Let’s start with a quote from a tax practitioner who has to deal with the IRS website as a regular part of their practice.
“It’s a crapshoot everyday whether it’s going to work.”
Ouch. Is that the way you want to run your business?
We thought not.
Unfortunately for the IRS, the system crash just happened to fall on Tax Day.
It's still not clear on whether it was actually volume that did it, but either way - that made it super news-worthy, just like the Equifax hack.
What does the IRS system crash and the Equifax hack have in common?
Outdated system software which makes them extremely vulnerable to cyber-attacks.
In the case of the IRS, it was not a cyber-attack that caused the outage. It was a system failure due to outdated software that’s been kept on life support for many years, reportedly dating back to the 60s.

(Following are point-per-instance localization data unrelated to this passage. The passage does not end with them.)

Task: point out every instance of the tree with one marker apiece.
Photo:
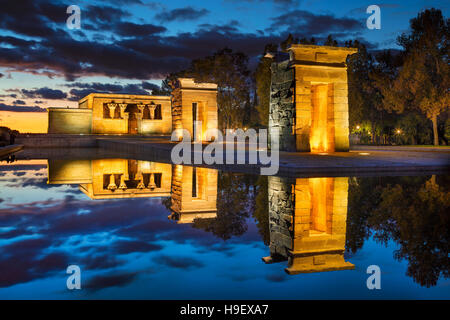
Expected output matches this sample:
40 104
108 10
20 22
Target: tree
423 80
263 81
229 71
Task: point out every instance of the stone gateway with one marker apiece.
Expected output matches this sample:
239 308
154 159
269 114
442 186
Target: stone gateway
309 99
106 113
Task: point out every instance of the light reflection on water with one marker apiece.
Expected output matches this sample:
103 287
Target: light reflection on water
141 229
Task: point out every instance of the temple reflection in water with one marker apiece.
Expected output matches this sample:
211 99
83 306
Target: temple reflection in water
193 191
307 221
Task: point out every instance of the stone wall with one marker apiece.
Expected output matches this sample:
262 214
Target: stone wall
309 99
282 107
185 93
69 120
281 212
102 125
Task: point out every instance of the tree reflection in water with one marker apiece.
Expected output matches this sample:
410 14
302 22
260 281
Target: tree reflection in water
411 211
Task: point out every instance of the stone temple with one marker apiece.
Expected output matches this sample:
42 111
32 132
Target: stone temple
309 99
106 113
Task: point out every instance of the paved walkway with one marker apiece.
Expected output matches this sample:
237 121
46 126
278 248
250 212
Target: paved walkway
374 160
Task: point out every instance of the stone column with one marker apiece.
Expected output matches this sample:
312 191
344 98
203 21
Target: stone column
122 107
151 108
112 108
152 184
282 109
139 116
140 178
281 212
122 185
112 183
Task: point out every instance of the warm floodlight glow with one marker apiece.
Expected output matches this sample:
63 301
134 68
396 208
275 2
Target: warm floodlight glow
320 139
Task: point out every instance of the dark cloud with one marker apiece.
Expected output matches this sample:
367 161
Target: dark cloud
317 25
112 280
31 18
128 246
149 86
128 29
178 262
181 14
103 261
45 93
5 107
138 51
80 90
21 102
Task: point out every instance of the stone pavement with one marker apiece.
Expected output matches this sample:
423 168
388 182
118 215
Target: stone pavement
374 160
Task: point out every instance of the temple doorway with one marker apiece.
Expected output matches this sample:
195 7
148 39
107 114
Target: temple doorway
132 111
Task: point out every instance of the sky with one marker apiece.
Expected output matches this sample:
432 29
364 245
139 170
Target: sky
128 46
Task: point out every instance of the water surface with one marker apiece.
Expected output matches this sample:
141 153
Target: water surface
147 230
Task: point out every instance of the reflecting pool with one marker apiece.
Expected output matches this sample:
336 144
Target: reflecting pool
147 230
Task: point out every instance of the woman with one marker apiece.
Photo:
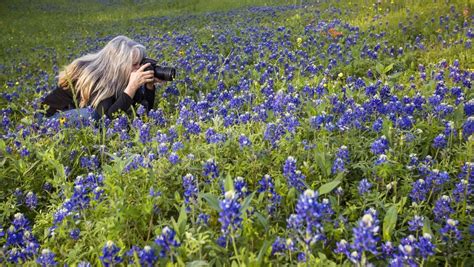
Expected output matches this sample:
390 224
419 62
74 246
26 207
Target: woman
106 82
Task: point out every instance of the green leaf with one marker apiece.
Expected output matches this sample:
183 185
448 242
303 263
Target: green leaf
182 219
328 187
427 226
197 263
229 183
389 222
212 201
246 202
262 251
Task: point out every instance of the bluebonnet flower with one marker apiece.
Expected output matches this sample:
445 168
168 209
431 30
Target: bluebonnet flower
244 141
379 146
141 110
278 246
241 188
46 258
439 141
146 256
294 177
203 219
338 166
462 189
166 241
442 209
306 225
173 158
366 234
74 233
425 246
24 152
210 169
31 200
450 231
110 255
382 158
416 223
468 127
229 216
144 134
162 149
20 243
377 125
177 146
190 189
364 186
419 190
84 264
267 185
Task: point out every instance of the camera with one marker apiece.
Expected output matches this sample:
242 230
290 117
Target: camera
162 73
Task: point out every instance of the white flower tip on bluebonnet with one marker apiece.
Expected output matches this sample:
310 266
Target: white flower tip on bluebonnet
229 194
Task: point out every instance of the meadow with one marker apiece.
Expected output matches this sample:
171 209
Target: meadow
310 133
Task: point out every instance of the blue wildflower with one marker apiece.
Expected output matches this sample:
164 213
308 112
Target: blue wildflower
364 186
230 215
46 258
110 255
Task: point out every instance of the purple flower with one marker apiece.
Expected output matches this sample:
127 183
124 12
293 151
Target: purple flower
244 141
306 225
364 186
46 258
267 185
294 177
110 255
468 127
416 223
210 169
230 215
379 146
190 189
31 200
450 231
173 158
442 209
439 141
74 234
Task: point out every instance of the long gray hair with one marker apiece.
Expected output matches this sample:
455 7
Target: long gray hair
97 76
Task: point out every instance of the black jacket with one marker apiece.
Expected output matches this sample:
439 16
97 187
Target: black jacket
62 99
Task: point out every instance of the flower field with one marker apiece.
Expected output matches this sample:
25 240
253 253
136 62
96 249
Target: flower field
321 133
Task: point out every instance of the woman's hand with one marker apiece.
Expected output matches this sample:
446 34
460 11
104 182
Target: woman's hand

The glitch happened on a “newer” piece of hardware that was running the old software.
In fairness to the IRS, it’s been reported that they’ve been unable to obtain adequate funding for much needed technology upgrades. So they’ve band-aided it along with fingers crossed.
They’re not alone. We run into many clients who are stuck maintaining old systems.
More often than not, it’s often a proprietary, outdated software program that was purpose-built for the organization and has never been properly updated or replaced.
The issue with this is two-fold.
- The cost of maintaining outdated software is probably more than you think. It’s likely that newer, simpler and cheaper technology exists.
- Even if its off-the-shelf software from a reputable vendor, you’re still stuck with unsupported software, missing out on new features, suffering incompatibility issues, and unable to get IT security updates.
Which brings us to the Equifax hack.
In this case, having outdated software caused more than just a “glitch.”
And we’re not talking about a proprietary program built in the 60’s, we’re talking about a server that failed to be updated with current security patches that were readily available.
"Someone" neglected to ensure the latest patches and updates were completed, and there is nothing that hackers like better than finding old software with known vulnerabilities.
Like waving a red flag in front of a bull.
That’s why we talk non-stop about the benefits of automated monitoring and management of your IT infrastructure, which will ensure your servers and computers are always up-to-date.
Humans are known to forget. Just ask the IT security team at Equifax.
Moral of the story?
Make sure all of your systems, servers and computer applications are kept up-to-date with the latest software updates and patches as soon as they are available. Be sure to ask your IT service provider if you have this in place today.